Lennar Corporation (LEN - Free Report) beat the Zacks Consensus Estimate for both earnings and revenues in the third quarter of fiscal 2013, for the fifth quarter in a row.
Lennar’s third-quarter fiscal 2013 adjusted earnings (excluding deferred tax valuation allowance) of 54 cents per share beat the Zacks Consensus Estimate of 46 cents by 17.4%. Earnings increased 35% from the prior-year quarter earnings of 40 cents driven by double-digit growth in homebuilding revenues and solid margins.
Total revenue in the quarter grew 46.0% year over year to $1.6 billion driven by revenue growth in the Homebuilding segment. Revenues also beat the Zacks Consensus Estimate of $1.57 billion by 1.9%.
Homebuilding revenues grew 53% year over year to $1.46 billion. Home sales were $1.45 billion in the quarter, up 55% year over year, driven by both pricing and volume growth in a solid housing market.
With the recent improvement in economic conditions and the housing market in general, mortgage rates are edging upwards to more normalized levels. Despite the rising interest rates, the company witnessed an increased demand in all its markets and was able to push pricing further.
New home orders increased 14% to 4,785 homes in the third quarter of 2013. However, net order growth declined sequentially which we believe is due to a “moderating sales pace.” The dollar value of new home orders grew 32% to $1.5 billion.
New home deliveries, excluding unconsolidated entities, were up 37% year over year to 4,972 homes in the reported quarter. It was driven by an increase in demand in all the Homebuilding segments. The average selling price (ASP) of homes delivered stood at $291,000, up 13.0% year over year.
The backlog grew 32% in the quarter to 5,958 homes. Potential housing revenues from backlog rose 53% to $1.9 billion. The company is witnessing reduced sales incentives in some of its communities. Sales incentives comprised 6.0% of home sales revenues in the third quarter, lower than 9.2% in the prior-year quarter and 6.7% in the second quarter of 2013. Cancellation rate was 18% in the quarter.
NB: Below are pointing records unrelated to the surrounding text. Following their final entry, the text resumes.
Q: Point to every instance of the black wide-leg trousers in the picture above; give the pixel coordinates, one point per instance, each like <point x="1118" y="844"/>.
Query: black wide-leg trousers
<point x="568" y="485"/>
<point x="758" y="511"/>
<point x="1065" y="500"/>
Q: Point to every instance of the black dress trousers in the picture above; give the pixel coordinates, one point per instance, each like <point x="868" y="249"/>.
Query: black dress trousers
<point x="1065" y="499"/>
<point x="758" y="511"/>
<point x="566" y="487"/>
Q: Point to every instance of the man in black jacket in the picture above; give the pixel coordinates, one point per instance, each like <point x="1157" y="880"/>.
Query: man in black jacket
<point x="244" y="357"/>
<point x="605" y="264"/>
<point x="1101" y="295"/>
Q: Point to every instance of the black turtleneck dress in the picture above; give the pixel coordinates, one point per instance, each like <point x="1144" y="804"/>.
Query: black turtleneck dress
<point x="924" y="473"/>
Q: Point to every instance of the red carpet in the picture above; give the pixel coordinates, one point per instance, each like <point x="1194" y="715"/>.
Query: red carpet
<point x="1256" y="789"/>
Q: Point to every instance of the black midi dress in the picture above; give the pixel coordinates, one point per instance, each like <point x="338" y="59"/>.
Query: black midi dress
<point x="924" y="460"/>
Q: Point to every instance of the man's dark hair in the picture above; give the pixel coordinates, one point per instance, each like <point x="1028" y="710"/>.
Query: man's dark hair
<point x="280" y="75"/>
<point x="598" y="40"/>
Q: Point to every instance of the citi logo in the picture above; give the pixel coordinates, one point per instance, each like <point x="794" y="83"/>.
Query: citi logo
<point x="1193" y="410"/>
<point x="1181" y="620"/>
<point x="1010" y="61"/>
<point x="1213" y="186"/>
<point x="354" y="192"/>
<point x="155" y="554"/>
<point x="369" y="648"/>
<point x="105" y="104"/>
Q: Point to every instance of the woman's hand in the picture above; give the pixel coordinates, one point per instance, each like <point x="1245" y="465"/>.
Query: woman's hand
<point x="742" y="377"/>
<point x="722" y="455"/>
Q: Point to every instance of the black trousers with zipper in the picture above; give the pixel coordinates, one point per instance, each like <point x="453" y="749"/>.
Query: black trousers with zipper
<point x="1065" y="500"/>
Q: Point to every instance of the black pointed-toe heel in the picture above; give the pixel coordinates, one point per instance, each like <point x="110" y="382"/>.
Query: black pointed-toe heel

Land sales amounted to $14.0 million in the quarter, down 39% year over year. The company has enough land to satisfy deliveries until 2014 and is now pursuing land opportunities for 2015 and beyond. The company’s solid land position places it well to meet growing demands, thus giving it a competitive edge over its peers.
Margins Go Up
Gross margin on home sales expanded 170 basis points (bps) to 24.9% on the back of a rise in ASP, favorable product mix (increased deliveries from higher margin communities) and reduced incentives which offset headwinds from rising labor and material costs. Gross margin was slightly better than management’s expectation of 24.25%.
Selling, general and administrative (SG&A) expenses were $148.3 million in the third quarter of 2013, up 32.2% over the prior-year period. As a percentage of sales, however, SG&A improved 180 bps to 10.2% driven by better operating leverage as volumes improve and absorption per community increases. Operating margin on home sales improved 350 bps to 14.7%, due to improved gross margin and SG&A ratio.
Financial Services segment’s revenues climbed 5.5% to $112.6 million in the quarter. The operating earnings of Financial Services were $23.5 million in the third quarter of 2013 lower than $25.3 million in the prior-year quarter due to lower volumes in the mortgage operations.
Rialto Investments’ revenues slipped 25.3% to $27.8 million in the quarter, owing to a decline in interest income caused by a decrease in loan portfolios. Operating earnings declined 80.5% year over year to $1.5 million from $7.7 million in the prior-year quarter due to lower revenues. Both amounts are net of non-controlling interest.
Management highlighted that the home sales pace was moderating. Chief Executive Officer Stuart Miller also talked about "bumps along the road" that could hurt short-term demand, possibly indicating at the recent increases in interest/mortgage rates. However, Miller seemed confident of seeing strong demand over the long term due to supply shortages.
While high affordability levels, increased rentals and historically-low interest rates are increasing the housing demand, supply remains limited by low home inventories, both for new and existing homes. A shortage of land and labor is restricting the production of homes.
Home prices have thus started moving up with market demand gaining momentum but supply remaining limited. In fact, rising home prices and thinning home inventories have created a sense of urgency among homebuyers to buy a house before prices shoot up further.
The company expects profitability to improve on the back of its solid backlog position, rising home prices, strong liquidity position and strategic land acquisitions. In addition to its homebuilding operations, growth is also expected to come from its multiple platforms including Rialto, Mutlifamily and Financial Services.
Other Stocks to Consider
Lennar carries a Zacks Rank #3 (Hold). Other stocks in the homebuilding/building products sector that are performing well and deserve a mention include Standard Pacific Corp. , Masco Corp. (MAS - Free Report) and CaesarStone Sdot-Yam Ltd. (CSTE - Free Report) . While SPF and MAS carry a Zacks Rank #2 (Buy), CSTE carries a Zacks Rank #1 (Strong Buy).